Oben: Zellkern eines menschlichen Fibroblasten, in dem alle 23 verschiedenen Chromosomen (1–22, X/Y) per Fluoreszenz-in-situ-Hybridisierung (FISH) mit einer unterschiedlichen Kombination von insgesamt 7 Fluorochromen angefärbt wurden. Gezeigt ist eine mittlere Ebene in einem dekonvolvierten Bildstapel, der mit Fluoreszenzmikroskopie aufgenommen wurde.
Unten: Falschfarben-Darstellung aller Chromosomenterritorien, die in dieser Fokusebene sichtbar sind, nach Computer-Klassifikation.

Chromosomen (von altgriechisch χρώμα chrōma ‚Farbe‘ und σώμα sōma ‚Körper‘)[1] sind Bestandteile von Zellen, auf denen Erbinformationen gespeichert sind. Sie kommen im Zellkern von eukaryoten Lebewesen vor, zu denen Tiere, Pflanzen und Pilze gehören. Ein Chromosom enthält DNA, auf der die Gene codiert sind, und viele Proteine, insbesondere Histone.Die Bezeichnung Chromosom, wörtlich „Farbkörper“, rührt daher, dass diese Strukturen mit basischen Farbstoffen leicht angefärbt werden können.

Ohne spezielle Nachweismethoden sind Chromosomen lichtmikroskopisch nur während der Teilung des Zellkerns zu erkennen. Dann haben sie beim Menschen und vielen anderen Arten ein stäbchenförmiges Aussehen. Diese verdichtete (kondensierte) Form bildet sich zu Beginn einer Kernteilung bei Mitose wie Meiose während der frühen Prophase heraus. In der anschließenden Metaphase werden die stark kondensierten Chromosomen äquatorial angeordnet. Jedes Chromosom besteht in dieser Phase aus zwei gleichen Chromatiden, die durch Replikation entstanden parallel nebeneinander je eine durchgehende DNA-Doppelhelix enthalten. In den späteren Kernteilungsphasen werden die beiden Chromatiden eines Chromosoms voneinander getrennt und schließlich den sich bildenden Tochterkernen zugeteilt.

Am Ende der Kernteilungen gehen die Chromosomen wieder in einen dekondensierten Zustand über. Erst in dieser Form kann die DNA nun abgelesen oder dann dupliziert werden. Doch lassen sich so die verschiedenen Chromosomen eines Kerns mit klassischen Färbemethoden nicht mehr unterscheiden und bilden ein scheinbar kontinuierliches Chromatin. Mit besonderen Methoden jedoch, wie der Fluoreszenz-in-situ-Hybridisierung, sind die Chromosomen weiterhin als getrennte Einheiten nachweisbar. Jedes der dekondensierten Chromosomen nimmt also in der Interphase zwischen Kernteilungen einen abgrenzbaren Bereich innerhalb des Zellkerns ein, ein Chromosomenterritorium. Bei den Eukaryoten liegen fast alle Gene auf den Chromosomen im Zellkern. Einige wenige liegen auf der DNA in den Mitochondrien und bei Pflanzen und Algen auch in den Chloroplasten.

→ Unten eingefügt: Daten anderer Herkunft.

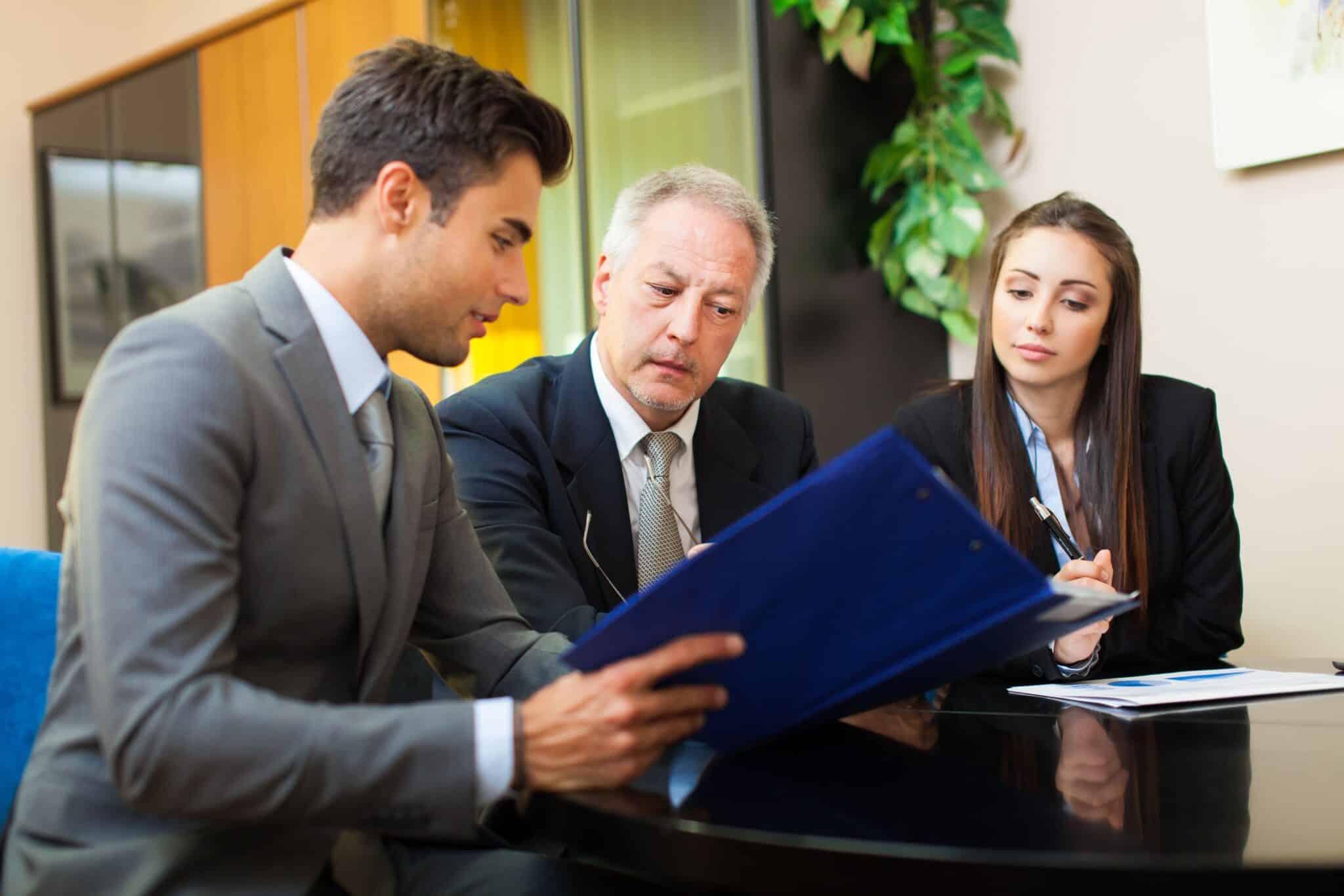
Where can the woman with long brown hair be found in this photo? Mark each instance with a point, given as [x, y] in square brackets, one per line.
[1131, 465]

Die prokaryoten Lebewesen, also Bakterien und Archaeen, besitzen keinen Zellkern und haben auch keine Chromosomen im klassischen Sinn. Ihre Träger der Erbinformation sind ein oder mehrere, meist zirkuläre, DNA-Moleküle, die gelegentlich als Bakterienchromosom bezeichnet werden. In den Mitochondrien und Chloroplasten der Eukaryoten ist die DNA ringförmig und ähnelt einem Bakterienchromosom (vgl. Endosymbiontentheorie).